Notwithstanding the foregoing, in no event will the conversion rate exceed 1.6949 shares of the Issuer’s common stock per $25.00 principal amount of Notes, subject to adjustments in the same manner as the conversion rate is required to be adjusted as set forth under “Description of the Notes—Conversion Rights—Conversion Rate Adjustments” in the Preliminary Prospectus Supplement.

 

General

 

This communication is intended for the sole use of the person to whom it is provided by the sender.

 

This communication shall not constitute an offer to sell or the solicitation of an offer to buy securities nor shall there be any sale of these securities in any state in which such solicitation or sale would be unlawful prior to registration or qualification of these securities under the laws of any such state.

 

The Issuer has filed a registration statement (including a prospectus, dated July 7, 2017, and a preliminary prospectus supplement, dated August 3, 2017) with the Securities and Exchange Commission, or SEC, for the offering of the Notes. Before you invest, you should read the preliminary prospectus supplement, the accompanying prospectus and the other documents the Issuer has filed with the SEC for more complete information about the Issuer and the offering of the Notes. You may get these documents for free by visiting EDGAR on the SEC’s website at www.sec.gov.
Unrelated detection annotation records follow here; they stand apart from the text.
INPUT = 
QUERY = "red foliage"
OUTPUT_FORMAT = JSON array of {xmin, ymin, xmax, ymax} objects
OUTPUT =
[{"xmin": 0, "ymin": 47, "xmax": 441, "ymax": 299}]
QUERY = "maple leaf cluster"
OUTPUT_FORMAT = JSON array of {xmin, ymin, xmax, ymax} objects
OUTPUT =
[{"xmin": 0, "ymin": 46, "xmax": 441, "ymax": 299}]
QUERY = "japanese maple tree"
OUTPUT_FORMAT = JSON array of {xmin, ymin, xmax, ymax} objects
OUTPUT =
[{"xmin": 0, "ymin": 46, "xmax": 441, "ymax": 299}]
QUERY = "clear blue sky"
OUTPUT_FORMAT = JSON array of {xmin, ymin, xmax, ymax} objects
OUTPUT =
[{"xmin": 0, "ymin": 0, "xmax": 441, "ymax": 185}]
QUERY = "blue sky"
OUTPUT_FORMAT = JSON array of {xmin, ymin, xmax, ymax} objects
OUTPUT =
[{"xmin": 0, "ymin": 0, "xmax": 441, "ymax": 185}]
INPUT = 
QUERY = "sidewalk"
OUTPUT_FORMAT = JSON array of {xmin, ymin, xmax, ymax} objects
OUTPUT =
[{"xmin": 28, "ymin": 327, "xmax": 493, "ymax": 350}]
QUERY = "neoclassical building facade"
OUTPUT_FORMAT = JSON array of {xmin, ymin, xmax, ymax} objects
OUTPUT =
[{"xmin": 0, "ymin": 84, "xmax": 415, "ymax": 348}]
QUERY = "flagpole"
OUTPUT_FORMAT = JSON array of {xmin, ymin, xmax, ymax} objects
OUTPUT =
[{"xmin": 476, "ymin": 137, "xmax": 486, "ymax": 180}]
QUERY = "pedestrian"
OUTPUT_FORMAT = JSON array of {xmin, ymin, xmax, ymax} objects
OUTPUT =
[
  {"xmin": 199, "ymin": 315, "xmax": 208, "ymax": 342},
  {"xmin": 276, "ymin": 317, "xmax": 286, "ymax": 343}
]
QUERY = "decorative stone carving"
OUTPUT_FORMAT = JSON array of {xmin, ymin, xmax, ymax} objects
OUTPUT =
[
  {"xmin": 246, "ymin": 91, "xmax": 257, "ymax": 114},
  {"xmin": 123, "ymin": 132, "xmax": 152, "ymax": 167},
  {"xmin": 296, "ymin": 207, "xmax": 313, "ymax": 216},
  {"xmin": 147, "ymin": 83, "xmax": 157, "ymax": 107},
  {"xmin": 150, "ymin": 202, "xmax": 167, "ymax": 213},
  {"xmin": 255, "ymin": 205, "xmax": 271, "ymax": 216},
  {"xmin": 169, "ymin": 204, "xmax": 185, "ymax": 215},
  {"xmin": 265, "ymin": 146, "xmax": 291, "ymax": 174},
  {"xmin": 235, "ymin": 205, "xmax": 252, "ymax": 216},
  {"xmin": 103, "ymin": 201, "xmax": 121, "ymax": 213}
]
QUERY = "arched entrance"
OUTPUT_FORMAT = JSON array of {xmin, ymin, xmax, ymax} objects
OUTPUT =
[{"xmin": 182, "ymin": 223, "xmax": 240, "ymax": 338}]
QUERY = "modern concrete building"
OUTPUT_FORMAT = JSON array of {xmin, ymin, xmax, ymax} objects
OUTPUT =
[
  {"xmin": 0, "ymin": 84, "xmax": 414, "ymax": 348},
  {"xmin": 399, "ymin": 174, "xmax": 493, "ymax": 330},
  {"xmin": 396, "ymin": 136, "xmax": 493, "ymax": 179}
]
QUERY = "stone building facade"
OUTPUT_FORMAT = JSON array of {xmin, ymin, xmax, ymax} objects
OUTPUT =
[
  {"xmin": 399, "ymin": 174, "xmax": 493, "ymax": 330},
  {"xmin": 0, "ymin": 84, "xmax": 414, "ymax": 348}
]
Alternatively, the Issuer, the underwriter or any dealer participating in the offering of the Notes will arrange to send you the preliminary prospectus supplement and the accompanying prospectus if you request it by contacting Keefe, Bruyette & Woods, Inc., 787 Seventh Avenue, Fourth Floor, New York, NY 10019 (telephone: 800-966-1559) or email: USCapitalMarkets@kbw.com or JMP Securities LLC, 600 Montgomery Street, Suite 1100, San Francisco, CA 94111, Attention: Syndicate Department, or by calling (415) 835-3959.

 

ANY DISCLAIMERS OR OTHER NOTICES THAT MAY APPEAR BELOW ARE NOT APPLICABLE TO THIS COMMUNICATION AND SHOULD BE DISREGARDED. SUCH DISCLAIMERS OR OTHER NOTICES WERE AUTOMATICALLY GENERATED AS A RESULT OF THIS COMMUNICATION BEING SENT VIA BLOOMBERG OR ANOTHER EMAIL SYSTEM.